Midway through the first quarter of my first color commentary gig with Dave, he politely reminded me to stop saying “we.”
“We are dominating the boards right now," says Nicole.
“We can’t get over screens," says Nicole.
“If we can stop them in transition, we’ll win handedly," says Nicole.
What can I say? I’m a Bruin. And I want the world to know it.
Unfortunately, not everyone else does. I must be careful with my verbiage, with my nicknames, and with my subjectivity.
Dave makes this look easy. He is so polished. Not only does he know the ins and outs of UCLA basketball, but he is also plugged in to nearly every other team in the country.
I asked him how long it takes to prepare for a game.
“I search out as much information as I can about women’s college basketball year round.

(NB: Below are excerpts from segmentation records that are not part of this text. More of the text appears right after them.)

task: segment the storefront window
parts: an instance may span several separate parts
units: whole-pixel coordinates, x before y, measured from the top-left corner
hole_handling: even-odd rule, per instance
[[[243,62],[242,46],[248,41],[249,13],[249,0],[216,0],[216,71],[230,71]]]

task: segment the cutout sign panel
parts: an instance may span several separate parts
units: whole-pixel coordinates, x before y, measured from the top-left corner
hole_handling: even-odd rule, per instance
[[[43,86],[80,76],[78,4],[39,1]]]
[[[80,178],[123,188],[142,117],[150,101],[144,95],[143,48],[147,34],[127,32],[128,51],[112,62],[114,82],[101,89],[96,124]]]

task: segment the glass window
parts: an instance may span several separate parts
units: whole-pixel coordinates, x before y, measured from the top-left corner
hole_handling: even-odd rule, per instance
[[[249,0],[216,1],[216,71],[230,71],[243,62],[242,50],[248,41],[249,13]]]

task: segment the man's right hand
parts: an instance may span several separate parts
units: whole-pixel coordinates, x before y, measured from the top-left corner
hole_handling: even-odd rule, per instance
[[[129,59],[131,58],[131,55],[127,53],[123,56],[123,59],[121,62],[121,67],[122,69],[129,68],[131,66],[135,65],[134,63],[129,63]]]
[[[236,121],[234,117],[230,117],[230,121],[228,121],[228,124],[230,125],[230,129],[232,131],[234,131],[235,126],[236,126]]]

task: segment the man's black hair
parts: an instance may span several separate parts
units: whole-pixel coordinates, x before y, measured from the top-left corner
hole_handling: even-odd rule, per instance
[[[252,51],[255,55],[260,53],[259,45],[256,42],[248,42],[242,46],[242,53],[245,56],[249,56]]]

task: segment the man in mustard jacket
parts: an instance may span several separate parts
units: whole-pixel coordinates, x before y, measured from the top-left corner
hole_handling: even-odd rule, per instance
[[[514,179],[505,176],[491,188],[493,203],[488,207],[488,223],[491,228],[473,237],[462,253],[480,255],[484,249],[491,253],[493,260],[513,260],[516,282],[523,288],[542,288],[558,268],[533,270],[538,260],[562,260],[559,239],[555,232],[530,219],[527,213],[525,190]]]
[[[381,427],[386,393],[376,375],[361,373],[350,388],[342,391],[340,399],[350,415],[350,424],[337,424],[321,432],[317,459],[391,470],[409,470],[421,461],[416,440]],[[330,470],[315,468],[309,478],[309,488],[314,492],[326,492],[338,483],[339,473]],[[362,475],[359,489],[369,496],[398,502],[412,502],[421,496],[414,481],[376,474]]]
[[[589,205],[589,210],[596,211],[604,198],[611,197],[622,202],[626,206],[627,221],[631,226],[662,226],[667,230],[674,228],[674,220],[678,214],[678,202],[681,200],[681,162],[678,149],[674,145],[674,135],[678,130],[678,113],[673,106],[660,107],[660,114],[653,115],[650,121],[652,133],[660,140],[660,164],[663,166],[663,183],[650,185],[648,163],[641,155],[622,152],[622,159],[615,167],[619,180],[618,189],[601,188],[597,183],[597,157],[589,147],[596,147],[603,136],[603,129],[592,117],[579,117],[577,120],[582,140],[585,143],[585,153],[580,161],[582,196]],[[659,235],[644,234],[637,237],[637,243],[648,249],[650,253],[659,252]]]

I always try to stay knowledgeable enough to be conversant about all the teams in the country, not just UCLA. Back in the old days, it was hard to even get basic statistics to prepare for a game. You had to get the sports department of each school to fax them over and that process usually wasn’t easy or quick. If we were lucky, we could get a school to mail us a media guide, which was a paper guide about the size of a phonebook.”
Dave, you’re not that old. We still know what media guides are. Phonebooks on the other hand? No promises.
UCLA found a diamond in the rough. They found a man full of passion about women in sport. They found a man, and made him family.
Many may not know what he looks like, many may not even know his name, but many know his voice; he’s the man behind the mic, and his name is Dave.